- April 8, 2015
3:00 pm - 4:00 pm
Teleconference April 8, 2015
3:00 – 4:00 pm Eastern Time
With an emphasis in inpatient care on care transitions, ACOs, value based purchasing and other quality cost saving measures being implemented at the federal and state level, are you aware of how to be a part of the care continuum for care transitions and chronic disease management? Do you have the resources ready to go beyond providing a task oriented service to a service model that is part of a larger team for meeting mutual goals for patient centered care and chronic disease management? In order to create your seat at the table with post-acute referral sources you need to understand the concepts in care transitions and identify the top chronic diseases and explore how your Home Care agency can be a partner in care transitions and chronic disease management. This workshop is designed to help agencies understand concepts associated with care transitions, state and national efforts around care transitions and hospital penalties for readmissions. Come explore the home care agency role in falls prevention, medication management, and nutrition as well as the in-home aides’ role in observing, recording and reporting observations related to chronic disease management.
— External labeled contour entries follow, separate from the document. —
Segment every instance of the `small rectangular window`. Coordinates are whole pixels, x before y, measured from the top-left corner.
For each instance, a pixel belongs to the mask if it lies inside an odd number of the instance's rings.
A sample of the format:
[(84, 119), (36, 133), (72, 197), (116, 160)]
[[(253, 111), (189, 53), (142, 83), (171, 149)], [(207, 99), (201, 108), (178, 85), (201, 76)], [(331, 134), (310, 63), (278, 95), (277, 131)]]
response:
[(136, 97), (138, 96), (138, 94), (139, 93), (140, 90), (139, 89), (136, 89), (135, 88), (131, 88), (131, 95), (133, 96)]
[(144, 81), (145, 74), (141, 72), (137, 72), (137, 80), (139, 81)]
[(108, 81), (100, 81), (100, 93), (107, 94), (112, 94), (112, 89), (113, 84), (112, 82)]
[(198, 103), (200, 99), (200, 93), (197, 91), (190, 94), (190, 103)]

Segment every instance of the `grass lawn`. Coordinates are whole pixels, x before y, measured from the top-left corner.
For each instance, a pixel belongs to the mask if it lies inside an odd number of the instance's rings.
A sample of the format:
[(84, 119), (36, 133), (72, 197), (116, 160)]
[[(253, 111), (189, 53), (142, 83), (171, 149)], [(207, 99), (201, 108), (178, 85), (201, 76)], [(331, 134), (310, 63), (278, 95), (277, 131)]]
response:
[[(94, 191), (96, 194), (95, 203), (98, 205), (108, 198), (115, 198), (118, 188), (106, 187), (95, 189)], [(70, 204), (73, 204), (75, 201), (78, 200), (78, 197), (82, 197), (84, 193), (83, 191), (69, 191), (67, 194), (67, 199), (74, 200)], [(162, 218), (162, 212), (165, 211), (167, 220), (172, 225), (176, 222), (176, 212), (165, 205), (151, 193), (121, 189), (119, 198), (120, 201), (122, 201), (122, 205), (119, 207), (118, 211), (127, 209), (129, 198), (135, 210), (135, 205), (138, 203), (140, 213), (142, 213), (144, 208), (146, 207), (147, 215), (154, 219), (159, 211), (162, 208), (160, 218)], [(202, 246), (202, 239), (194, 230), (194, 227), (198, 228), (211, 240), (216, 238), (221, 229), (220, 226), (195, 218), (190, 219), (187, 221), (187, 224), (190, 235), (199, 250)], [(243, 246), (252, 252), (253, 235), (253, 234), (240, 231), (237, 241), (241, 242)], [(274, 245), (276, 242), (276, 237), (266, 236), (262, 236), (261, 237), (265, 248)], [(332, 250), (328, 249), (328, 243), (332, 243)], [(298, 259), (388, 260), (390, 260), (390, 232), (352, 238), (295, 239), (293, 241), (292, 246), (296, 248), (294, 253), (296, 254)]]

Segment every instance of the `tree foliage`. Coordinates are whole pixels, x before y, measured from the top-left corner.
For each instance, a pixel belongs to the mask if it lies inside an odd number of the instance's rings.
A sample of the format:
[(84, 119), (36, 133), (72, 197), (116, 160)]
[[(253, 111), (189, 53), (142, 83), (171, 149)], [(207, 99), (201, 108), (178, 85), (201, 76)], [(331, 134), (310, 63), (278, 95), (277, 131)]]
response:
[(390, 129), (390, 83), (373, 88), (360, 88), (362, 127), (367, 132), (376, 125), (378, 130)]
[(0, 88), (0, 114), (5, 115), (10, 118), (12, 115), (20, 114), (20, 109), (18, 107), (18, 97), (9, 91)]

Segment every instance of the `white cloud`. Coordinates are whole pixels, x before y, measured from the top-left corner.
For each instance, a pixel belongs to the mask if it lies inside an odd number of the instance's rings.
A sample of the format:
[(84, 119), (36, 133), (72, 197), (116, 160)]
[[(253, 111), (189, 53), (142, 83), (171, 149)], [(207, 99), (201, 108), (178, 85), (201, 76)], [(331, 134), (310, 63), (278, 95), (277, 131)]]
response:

The instructor for the class is Kathie Smith, RN. Ms. Smith has extensive experience in Medicare and Medicaid home health compliance and regulatory requirements and is a state and national speaker. Mrs. Smith is certified in integrated chronic disease management, is a master training in Coaching Supervision and serves on the North Carolina management team for the Personal and Home Care Aide State Training (PHCAST) grant which has developed Home Care Specialty training for NC aides. Ms. Smith is the VP of State Relations, Home and Community Based Care for AHHC of NC.